Der Rückenschmerz ist Volkskrankheit Nummer eins. Jeder zweite Deutsche über 30 Jahre hatte in seinem Leben schon mindestens eine nennenswerte Rückenschmerzepisode.

Eine Ursache dafür ist, dass der Mensch evolutionsbiologisch von den Vierfüßlern abstammt. Der zweibeinige Gang hat nicht nur den Blick in die Ferne ermöglicht und die obere Extremität zur Nahrungssuche und zur Arbeit nutzbar gemacht, sondern auch eine erhebliche Umformung und biomechanische Belastungsanpassung für unsere Wirbelsäule bewirkt. Durch das Aufrichten aus der Horizontalen wurde sie zur S-förmig geschwungenen „vertikalen Tragsäule“.

Regelmäßig bewegen, gesund leben und ernähren sowie sinnvoll Sport treiben!

Diese Haltefunktion kann unsere Wirbelsäule langfristig nur übernehmen, wenn sie durch eine leistungsfähige Rumpfmuskulatur geschützt und unterstützt wird. Hier liegt eine Hauptursache der heutigen „Zivilisationskrankheit Rückenschmerz“: Wir sitzen zu viel und ergonomisch ungünstig, wir laufen und trainieren zu wenig und bekommen dadurch Übergewicht, Muskel- und Knochenschwund sowie Schäden an Gelenken und Bandscheiben. Machen wir dann eine plötzliche oder ungewohnte Bewegung, kann es zum Knochenbruch oder Bandscheibenvorfall kommen.        
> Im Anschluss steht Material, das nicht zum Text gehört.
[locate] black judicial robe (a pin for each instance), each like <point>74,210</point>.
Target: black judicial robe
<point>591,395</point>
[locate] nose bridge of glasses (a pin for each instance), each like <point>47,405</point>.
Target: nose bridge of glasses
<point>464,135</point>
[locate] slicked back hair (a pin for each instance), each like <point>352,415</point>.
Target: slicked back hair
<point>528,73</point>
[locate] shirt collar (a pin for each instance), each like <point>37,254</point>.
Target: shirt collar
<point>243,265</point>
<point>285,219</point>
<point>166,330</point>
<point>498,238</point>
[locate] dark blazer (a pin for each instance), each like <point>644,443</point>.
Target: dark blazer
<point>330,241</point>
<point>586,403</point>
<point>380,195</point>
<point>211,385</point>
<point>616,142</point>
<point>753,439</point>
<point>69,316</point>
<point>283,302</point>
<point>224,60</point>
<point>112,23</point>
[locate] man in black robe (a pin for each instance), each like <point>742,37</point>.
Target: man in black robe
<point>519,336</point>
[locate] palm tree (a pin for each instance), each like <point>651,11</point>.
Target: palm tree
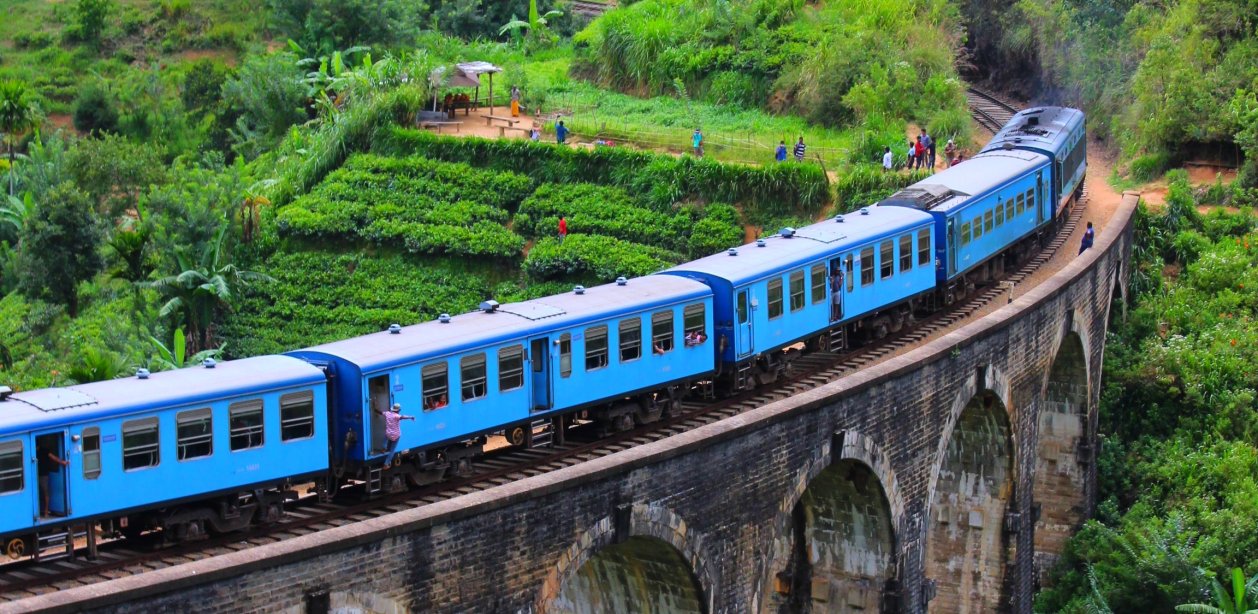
<point>201,290</point>
<point>1237,603</point>
<point>19,112</point>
Den meisten dieser Zivilisationsprobleme können wir mit einer aktiven Lebensweise selbst vorbeugen: Regelmäßig bewegen, gesund leben und ernähren sowie sinnvoll Sport treiben! Wenn es zu ersten Schäden an der Wirbelsäule gekommen ist, müssen diese keinesfalls immer sofort operiert werden.

Einfache Frakturen heilen oft auch ohne Operation. Der unspezifische Rückenschmerz braucht eine gute Physiotherapie, aber kein Skalpell. Selbst hartnäckige Wirbelsäulenleiden lassen sich häufig durch multimodale Therapieansätze ohne Operation, aber durch konsequente Mitwirkung des Betroffenen längerfristig gut behandeln.

Ist eine Operation nötig, stehen heute innovative operative Therapieverfahren mit modernsten Implantaten zur Verfügung. Dennoch greifen Orthopäden und Unfallchirurgen nach wie vor gerne auf jahrzehntelang bewährte Behandlungsmethoden zurück – gemäß dem Motto des diesjährigen Deutschen Kongresses für Orthopädie und Unfallchirurgie „Zurück in die Zukunft“.    

Die obersten Prinzipien der Orthopäden und Unfallchirurgen lauten „konservativ vor operativ“ und „Gelenkerhalt vor Gelenkersatz“. Beispielhaft umgesetzt wird dies in orthopädischen Präventionsprogrammen für Säuglinge, die durch Vorsorgeuntersuchung mittels Hüftsonografie die Zahl der Eingriffe und stationären Behandlungen wegen Hüftdysplasie drastisch senken konnten.

Kinder und Jugendliche benötigen regelmäßige kinderorthopädische Untersuchungen, damit Wachstumsstörungen und Deformitäten – auch der Wirbelsäule – erkannt und gegebenenfalls korrigiert werden können.

Unabhängig davon, ob es sich um jüngere oder ältere Patienten handelt, sollten operative Eingriffe an der Wirbelsäule notwendig werden, ist eine gründliche Beratung und Aufklärung durch die behandelnden Orthopäden und Unfallchirurgen zu fordern. Bei planbaren, elektiven Eingriffen kann auch eine Zweitmeinung in spezialisierten Zentren eingeholt werden.

Wichtig ist, dass dem Patienten nicht nur die umfangreichen Möglichkeiten der modernen operativen Medizin dargelegt werden, sondern dass er ebenso über die konservativen Behandlungsoptionen sowie über Chancen, Risiken und Komplikationsmöglichkeiten des operativen Vorgehens aufgeklärt wird. Dies ermöglicht es dem Arzt und dem aufgeklärten Patienten, gemeinsam klug zu entscheiden.